The battle for hearts and minds is a key one in Syria. There is good reason for the regime to prevent foreign media from properly covering events and for using local media as a propaganda tool. Information is chaotic and conflicting. But in the technological era, the authorities no longer have control over the flow of information and can no longer stem people-to-people communication or the spreading of rumours. Syria’s government keeps embracing conspiracy theories, accusing unidentified armed groups of bringing death and chaos to the nation. Distrust is huge outside its hardcore group of supporters, even among those who have not witnessed the soldiers of the Fourth Division lounging around the corners of the deserted streets of Deraa, eating their zeit and zaatar sandwiches beneath walls painted with graffiti calling the army to join the revolution.
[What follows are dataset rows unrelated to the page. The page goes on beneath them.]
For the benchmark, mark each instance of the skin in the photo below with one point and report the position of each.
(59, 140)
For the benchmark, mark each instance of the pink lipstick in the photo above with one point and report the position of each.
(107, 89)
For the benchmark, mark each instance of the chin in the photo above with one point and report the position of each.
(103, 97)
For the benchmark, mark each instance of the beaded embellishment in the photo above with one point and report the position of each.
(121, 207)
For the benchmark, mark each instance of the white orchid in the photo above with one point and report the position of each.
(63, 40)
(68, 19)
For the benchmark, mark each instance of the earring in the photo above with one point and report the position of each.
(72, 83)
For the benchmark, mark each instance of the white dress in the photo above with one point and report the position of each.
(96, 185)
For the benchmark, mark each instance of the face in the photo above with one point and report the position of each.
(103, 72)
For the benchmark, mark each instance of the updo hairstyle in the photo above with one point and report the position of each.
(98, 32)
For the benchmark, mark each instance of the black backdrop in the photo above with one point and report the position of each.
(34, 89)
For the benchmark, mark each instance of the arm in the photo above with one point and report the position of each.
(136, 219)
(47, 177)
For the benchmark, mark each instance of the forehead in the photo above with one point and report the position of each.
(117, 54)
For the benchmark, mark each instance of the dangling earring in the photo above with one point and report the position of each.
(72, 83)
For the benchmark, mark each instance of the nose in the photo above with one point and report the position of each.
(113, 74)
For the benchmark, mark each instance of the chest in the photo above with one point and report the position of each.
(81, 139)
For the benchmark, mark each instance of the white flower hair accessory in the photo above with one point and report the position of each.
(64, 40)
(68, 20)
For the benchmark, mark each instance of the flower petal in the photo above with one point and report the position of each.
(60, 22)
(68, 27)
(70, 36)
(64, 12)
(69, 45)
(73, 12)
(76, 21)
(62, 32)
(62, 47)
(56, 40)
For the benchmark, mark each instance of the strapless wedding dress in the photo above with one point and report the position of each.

Appearances, not facts, are the key to a successful revolution.
Many scholars may argue that the revolution cannot succeed while the army stands by the regime. One might agree that even though some reports of mutinies and defections in the ranks of the Syrian army are credible, with the tight control exercised by Bachar Al Assad and his family, it is impossible to imagine a scenario similar to that which occurred in Egypt or Tunisia, where the army as a whole abandoned the ruling power. Syria is undergoing a “revolution by siege”, as opposed to “revolution by assault”, to put it in the words of the late Ryszard Kapuściński (Shah of Shahs, 1992). While in the case of the revolution by assault, the success of the endeavour is decided by the first blow, in the case of the revolution by siege, the first strike delivered is usually weak and does not seem to forebode a cataclysm.
As the events gather speed, become more dramatic and more people join in, the walls surrounding the authority start to crack and then break. The struggle between the regime and the rebels, will certainly be fierce. Who knows how the attrition will affect the ranks of the opposing sides? Who knows what is happening in the inner corridors of the presidential palace? But one thing is certain: while the Al Assad regime may try anything (‘will stop at nothing’ maybe better) to avoid losing power, the truth is that fewer and fewer Syrians buy it anymore. And more significantly: they are courageously overcoming their fears in order to stand up and speak out, loud and clear, to whoever wants to listen.